The 1985 UTEP Miners football team was an American football team that represented the University of Texas at El Paso in the Western Athletic Conference during the 1985 NCAA Division I-A football season. In their fourth year under head coach Bill Yung, the team compiled a 1–10 record. Their lone victory against BYU was (by points spread) the fifth biggest upset in college football history since (at least) 1980. They were the final team with a 0–4 record or worse to upset a top 10 AP poll-ranked opponent unitl UCLA in 2025.

==Schedule==

| Date | Opponent | Site | Result | Attendance | Source |
| August 31 | at Air Force | Falcon Stadium; Colorado Springs, CO; | L 6–48 | 38,500 |  |
| September 7 | at No. 3 SMU* | Texas Stadium; Irving, TX; | L 23–35 | 24,611 |  |
| September 14 | at Colorado State | Hughes Stadium; Fort Collins, CO; | L 24–41 | 22,781 |  |
| September 21 | New Mexico State* | Sun Bowl; El Paso, TX (rivalry); | L 20–22 | 26,810 |  |
| September 28 | at Utah | Robert Rice Stadium; Salt Lake City, UT; | L 19–55 | 30,745 |  |
| October 12 | at Kent State* | Dix Stadium; Kent, OH; | L 24–51 | 10,329 |  |
| October 26 | No. 7 BYU | Sun Bowl; El Paso, TX; | W 23–16 | 22,121 |  |
| November 2 | New Mexico | Sun Bowl; El Paso, TX; | L 23–27 | 32,849 |  |
| November 9 | Hawaii | Sun Bowl; El Paso, TX; | L 7–23 | 12,910 |  |
| November 16 | San Diego State | Sun Bowl; El Paso, TX; | L 6–34 | 10,876 |  |
| December 7 | vs. Wyoming | VFL Park; Melbourne, Australia (Australia Bowl); | L 21–23 | 19,107 |  |
*Non-conference game; Homecoming; Rankings from AP Poll released prior to the game;

== Awards ==
No players were selected to the first or second All-WAC team. Several players were honorable mentions.

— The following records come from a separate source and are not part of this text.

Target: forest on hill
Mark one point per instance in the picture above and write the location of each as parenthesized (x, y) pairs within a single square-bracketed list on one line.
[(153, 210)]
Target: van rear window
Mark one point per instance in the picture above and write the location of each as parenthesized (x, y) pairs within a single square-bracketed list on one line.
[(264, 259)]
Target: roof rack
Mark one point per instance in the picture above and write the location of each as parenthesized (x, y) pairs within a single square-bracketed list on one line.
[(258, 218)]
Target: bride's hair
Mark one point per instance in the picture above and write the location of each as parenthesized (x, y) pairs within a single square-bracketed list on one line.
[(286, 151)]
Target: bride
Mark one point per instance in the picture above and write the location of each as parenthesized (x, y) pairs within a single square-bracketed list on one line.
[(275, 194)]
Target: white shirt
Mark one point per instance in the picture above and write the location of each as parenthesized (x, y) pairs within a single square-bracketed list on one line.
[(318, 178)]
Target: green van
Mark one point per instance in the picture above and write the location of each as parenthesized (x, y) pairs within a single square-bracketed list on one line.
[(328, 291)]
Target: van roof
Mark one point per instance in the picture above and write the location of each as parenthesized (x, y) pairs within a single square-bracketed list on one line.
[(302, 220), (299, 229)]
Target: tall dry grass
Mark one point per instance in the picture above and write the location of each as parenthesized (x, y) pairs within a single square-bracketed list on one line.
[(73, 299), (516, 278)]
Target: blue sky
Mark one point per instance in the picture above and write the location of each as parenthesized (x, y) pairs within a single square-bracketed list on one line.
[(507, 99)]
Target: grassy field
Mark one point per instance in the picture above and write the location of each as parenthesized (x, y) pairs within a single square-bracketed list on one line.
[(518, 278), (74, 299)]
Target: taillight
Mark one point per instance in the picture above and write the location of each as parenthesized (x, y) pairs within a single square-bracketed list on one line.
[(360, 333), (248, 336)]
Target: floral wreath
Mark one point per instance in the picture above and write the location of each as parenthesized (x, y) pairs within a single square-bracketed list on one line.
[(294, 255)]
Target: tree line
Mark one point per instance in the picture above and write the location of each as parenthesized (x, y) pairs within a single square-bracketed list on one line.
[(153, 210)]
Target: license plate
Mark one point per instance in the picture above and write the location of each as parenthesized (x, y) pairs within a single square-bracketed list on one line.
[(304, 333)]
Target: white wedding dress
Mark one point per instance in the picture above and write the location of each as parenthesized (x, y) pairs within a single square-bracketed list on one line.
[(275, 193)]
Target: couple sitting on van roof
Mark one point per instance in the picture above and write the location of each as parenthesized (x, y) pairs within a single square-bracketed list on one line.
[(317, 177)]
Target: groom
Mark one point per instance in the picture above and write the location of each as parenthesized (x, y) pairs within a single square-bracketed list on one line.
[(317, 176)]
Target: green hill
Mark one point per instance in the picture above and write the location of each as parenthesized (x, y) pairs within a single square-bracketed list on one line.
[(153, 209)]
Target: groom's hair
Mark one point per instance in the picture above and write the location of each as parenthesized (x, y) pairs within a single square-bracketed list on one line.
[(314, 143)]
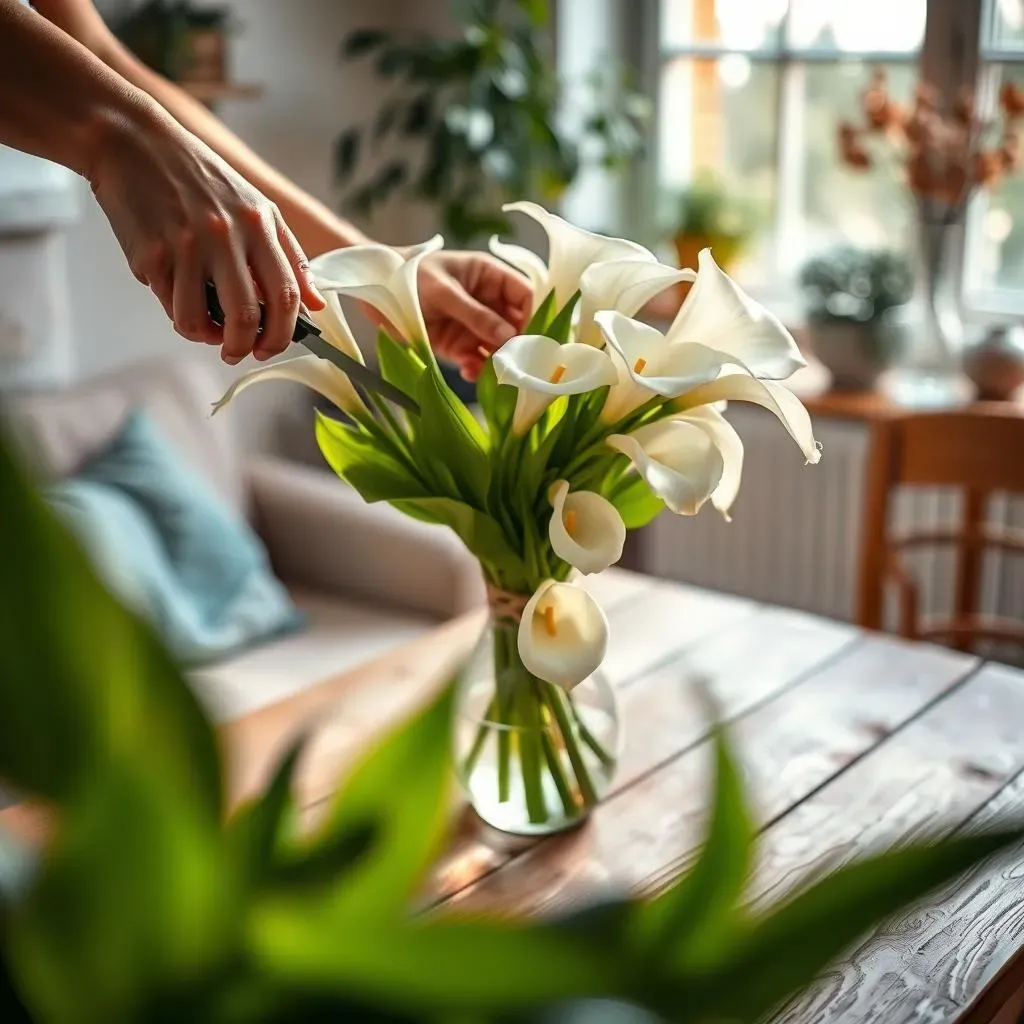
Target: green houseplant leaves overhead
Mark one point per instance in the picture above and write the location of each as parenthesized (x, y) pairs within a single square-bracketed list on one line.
[(482, 109), (147, 905)]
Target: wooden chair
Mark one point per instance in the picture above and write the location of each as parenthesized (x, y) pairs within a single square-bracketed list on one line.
[(980, 452)]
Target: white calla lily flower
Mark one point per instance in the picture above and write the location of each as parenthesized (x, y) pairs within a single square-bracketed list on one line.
[(586, 529), (625, 286), (717, 313), (323, 377), (678, 461), (647, 365), (543, 370), (730, 446), (381, 276), (334, 327), (570, 251), (563, 634), (775, 397)]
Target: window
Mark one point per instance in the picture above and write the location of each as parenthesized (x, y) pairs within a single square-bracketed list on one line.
[(754, 90)]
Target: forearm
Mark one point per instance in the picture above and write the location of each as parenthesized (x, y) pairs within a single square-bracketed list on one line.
[(316, 227), (57, 100)]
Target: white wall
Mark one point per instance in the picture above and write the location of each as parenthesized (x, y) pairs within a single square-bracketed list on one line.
[(291, 47)]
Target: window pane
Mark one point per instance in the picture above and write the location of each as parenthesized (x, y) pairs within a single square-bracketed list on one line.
[(866, 208), (857, 26), (1007, 20), (739, 25), (721, 116), (998, 238)]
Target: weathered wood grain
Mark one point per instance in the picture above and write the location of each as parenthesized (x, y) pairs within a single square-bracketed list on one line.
[(790, 747), (962, 755)]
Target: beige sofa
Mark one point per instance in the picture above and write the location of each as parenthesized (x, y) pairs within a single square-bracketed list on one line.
[(368, 577)]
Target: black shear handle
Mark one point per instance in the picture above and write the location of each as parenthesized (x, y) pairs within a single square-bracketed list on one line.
[(303, 326)]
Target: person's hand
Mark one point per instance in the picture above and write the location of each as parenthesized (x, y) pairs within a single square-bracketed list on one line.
[(183, 216), (472, 303)]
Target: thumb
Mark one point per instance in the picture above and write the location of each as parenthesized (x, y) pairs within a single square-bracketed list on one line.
[(477, 318)]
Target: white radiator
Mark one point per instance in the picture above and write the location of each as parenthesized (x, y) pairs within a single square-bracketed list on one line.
[(795, 536)]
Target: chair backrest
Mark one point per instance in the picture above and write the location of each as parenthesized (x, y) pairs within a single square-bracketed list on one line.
[(60, 428), (978, 451)]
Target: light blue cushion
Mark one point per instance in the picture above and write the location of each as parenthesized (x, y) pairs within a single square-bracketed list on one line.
[(171, 549)]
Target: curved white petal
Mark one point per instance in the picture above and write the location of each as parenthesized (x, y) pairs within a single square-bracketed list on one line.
[(543, 369), (563, 635), (571, 250), (730, 446), (678, 460), (334, 327), (647, 365), (775, 397), (526, 262), (624, 286), (717, 313), (317, 374), (586, 529)]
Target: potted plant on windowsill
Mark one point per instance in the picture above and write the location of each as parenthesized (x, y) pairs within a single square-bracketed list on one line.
[(709, 217), (852, 297)]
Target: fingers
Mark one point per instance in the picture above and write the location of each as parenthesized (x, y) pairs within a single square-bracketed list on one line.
[(192, 320), (308, 295), (238, 298), (491, 328)]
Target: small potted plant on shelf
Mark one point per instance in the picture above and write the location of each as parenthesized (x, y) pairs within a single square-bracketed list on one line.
[(709, 217), (852, 295)]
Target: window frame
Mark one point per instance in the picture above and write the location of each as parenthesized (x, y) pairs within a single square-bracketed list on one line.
[(956, 50)]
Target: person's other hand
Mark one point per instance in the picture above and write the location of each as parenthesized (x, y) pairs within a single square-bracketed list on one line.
[(472, 303), (182, 216)]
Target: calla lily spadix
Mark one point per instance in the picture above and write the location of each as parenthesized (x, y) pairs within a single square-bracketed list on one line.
[(543, 370), (314, 373), (563, 634), (625, 286), (646, 365), (679, 461), (586, 529), (570, 251), (381, 276)]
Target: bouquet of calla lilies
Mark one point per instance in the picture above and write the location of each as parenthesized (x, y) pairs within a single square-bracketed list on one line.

Henry Castellanos, punter, honorable mention

John Harvey, running back, honorable mention

Luther Johnson, return specialist, honorable mention

Robert Murray, defensive back, honorable mention

Don Sommer, offensive line, honorable mention

Danny Taylor, defensive back, honorable mention

==NFL draft==
The 1986 NFL Draft was held at the New York Marriott Marquis in New York City, New York on April 29–30, 1986. Miners who were picked in the 1986 NFL draft:

| Round | Pick | Player | Position | NFL team |
|---|---|---|---|---|
| 8 | 208 | Seth Joyner | LB | Philadelphia Eagles |
| 9 | 238 | Danny Taylor | DB | Cleveland Browns |
| 10 | 256 | Don Sommer | OG | Houston Oilers |

Additionally, Larry Linne was signed by the New England Patriots as a free agent.